Having collections optimistically use a non-randomizing hash (for TKey = string) and fall back to a randomizing hash in the face of collisions is also a viable option, as it’s again a per-collection decision rather than an application-wide setting. It means that scenarios like TKey = System.Uri aren’t optimized and continue to use randomizing hash code calculations, but this makes them safe by default, which is goodness.

I want to summarize my understanding of where we are.

  1. We understand that .NET Core has a different String.GetHashCode, and that it is modestly (23%) slower in a microbenchmark.
  2. There is a Powershell scenario (csv processing) that is reported to be 40% slower = 1.4X (17579ms / 12455ms), however looking at the profile shows that String.GetHashCode CANNOT be the issue (It only consumes 1% of the total CPU time).
  3. Thus this issue is at best poorly named since it is about String.GetHashCode. We are likely to close it. We are leaving it open right now just to track the investigation of the 40% slowdown, but shortly we are likely to transition to another issue one way or the other.
  4. The .NET Runtime team wants to make sure that .NET Core is not noticably slower (preferably faster), in all intersting scenarios. THis is why we are looking at the regression. However this is almost certainly not going to force a change to String.GetHashCode (we may yet do that, but we want to see real scenarios that are impacted by the know 23% regression in GetHashCode first).

The next step is for me to look at the traces. I will do this later today…

But when I run the same code on .Net Core and see that it’s noticeably slower and GC is working worse what conclusion should I make? Wait .Net Core 4.7 version 10 years later? I expect that .Net Core app will work better than .Net Framework, and if it is worse, then not more than a few percent.

First, it is naive to think that everything can be made faster. Many key perf benefits are usually trade-offs - some scenarios get faster at the cost of other scenarios. Of course, we’re trying hard to focus on the most important scenarios to get faster, while not making other important scenarios (much) slower. Obviously sometimes perf improvements can bring unexpected perf regressions in other scenarios. Sometimes we may misjudge importance of certain scenarios. And sometimes some products just use weird unique patterns which we don’t consider important, but they hurt specific products (in which case we often recommend the products to migrate to better and more perfmant APIs). Again, not everything can be made just better at all times. Expecting that everything is just better, not matter what you use and how, is unrealistic in any large mature project or platform.
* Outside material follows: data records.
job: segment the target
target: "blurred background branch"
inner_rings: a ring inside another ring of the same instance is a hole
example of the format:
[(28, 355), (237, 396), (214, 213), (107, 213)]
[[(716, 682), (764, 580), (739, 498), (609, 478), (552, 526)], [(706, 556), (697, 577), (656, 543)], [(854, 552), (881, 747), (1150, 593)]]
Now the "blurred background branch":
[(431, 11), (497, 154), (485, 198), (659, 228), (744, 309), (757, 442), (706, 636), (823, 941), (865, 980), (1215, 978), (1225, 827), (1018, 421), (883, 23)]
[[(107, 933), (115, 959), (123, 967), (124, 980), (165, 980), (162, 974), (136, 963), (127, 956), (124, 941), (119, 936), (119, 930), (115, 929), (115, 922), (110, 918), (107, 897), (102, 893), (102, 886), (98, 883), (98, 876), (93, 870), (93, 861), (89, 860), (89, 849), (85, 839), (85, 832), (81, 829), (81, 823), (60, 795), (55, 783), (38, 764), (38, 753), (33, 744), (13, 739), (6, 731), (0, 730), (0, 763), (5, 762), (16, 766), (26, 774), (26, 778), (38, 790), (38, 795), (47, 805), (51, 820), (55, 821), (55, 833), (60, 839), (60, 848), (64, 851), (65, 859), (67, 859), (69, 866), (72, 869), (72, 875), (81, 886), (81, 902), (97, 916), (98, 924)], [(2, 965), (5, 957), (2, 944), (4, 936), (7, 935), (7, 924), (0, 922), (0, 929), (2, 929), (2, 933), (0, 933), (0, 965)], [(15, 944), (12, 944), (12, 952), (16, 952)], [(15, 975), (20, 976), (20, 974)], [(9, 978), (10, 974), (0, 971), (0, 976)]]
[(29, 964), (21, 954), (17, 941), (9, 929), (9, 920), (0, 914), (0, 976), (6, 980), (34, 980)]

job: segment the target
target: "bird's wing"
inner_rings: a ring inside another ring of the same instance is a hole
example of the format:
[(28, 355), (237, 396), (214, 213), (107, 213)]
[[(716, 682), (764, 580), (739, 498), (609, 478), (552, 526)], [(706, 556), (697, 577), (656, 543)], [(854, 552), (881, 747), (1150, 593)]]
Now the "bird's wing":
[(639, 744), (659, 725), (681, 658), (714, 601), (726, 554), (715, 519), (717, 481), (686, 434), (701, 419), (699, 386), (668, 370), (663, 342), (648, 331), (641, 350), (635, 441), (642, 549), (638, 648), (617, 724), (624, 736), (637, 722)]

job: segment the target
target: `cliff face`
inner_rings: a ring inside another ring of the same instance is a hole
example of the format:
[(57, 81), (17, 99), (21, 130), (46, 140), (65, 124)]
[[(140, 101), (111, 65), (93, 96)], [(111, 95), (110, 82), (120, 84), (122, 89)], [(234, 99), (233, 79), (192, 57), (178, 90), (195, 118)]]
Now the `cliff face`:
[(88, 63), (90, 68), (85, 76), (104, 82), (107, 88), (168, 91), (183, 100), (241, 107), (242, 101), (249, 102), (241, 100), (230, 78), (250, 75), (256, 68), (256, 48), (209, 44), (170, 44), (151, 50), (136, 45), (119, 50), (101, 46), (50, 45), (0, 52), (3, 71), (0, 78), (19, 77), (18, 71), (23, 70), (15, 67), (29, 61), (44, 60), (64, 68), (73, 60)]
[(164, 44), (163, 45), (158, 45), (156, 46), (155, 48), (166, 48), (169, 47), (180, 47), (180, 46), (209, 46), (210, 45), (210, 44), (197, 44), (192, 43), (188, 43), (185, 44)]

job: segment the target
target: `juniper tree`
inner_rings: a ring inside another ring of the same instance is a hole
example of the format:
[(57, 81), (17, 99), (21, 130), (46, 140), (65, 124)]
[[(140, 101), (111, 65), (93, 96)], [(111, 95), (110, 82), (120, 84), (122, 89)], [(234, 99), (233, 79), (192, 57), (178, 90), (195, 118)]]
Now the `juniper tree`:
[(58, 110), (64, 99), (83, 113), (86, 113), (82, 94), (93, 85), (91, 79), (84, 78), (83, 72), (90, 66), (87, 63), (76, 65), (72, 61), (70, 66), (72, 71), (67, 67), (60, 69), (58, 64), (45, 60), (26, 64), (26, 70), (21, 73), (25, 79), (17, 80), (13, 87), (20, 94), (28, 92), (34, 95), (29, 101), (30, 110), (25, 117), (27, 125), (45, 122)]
It turned out that this is not acceptable because the difference with Windows PowerShell was many hours! This despite the fact that it was the same code! If someone asks about porting heavily loaded web application to .Net Core, now we have to say - first of all buy additional resources (CPU and memory) - 23% at best and 100% if you are unlucky. For similar applications, it can be a lot of money.

With the previous paragraph in mind, the best next step is to investigate the perf difference and find the root-cause. Is PS using some weird pattern, which can be replaced with better one? Or did we truly accidentally hurt perf of a scenario which is important for more than PS? (BTW: so far only PS reported it)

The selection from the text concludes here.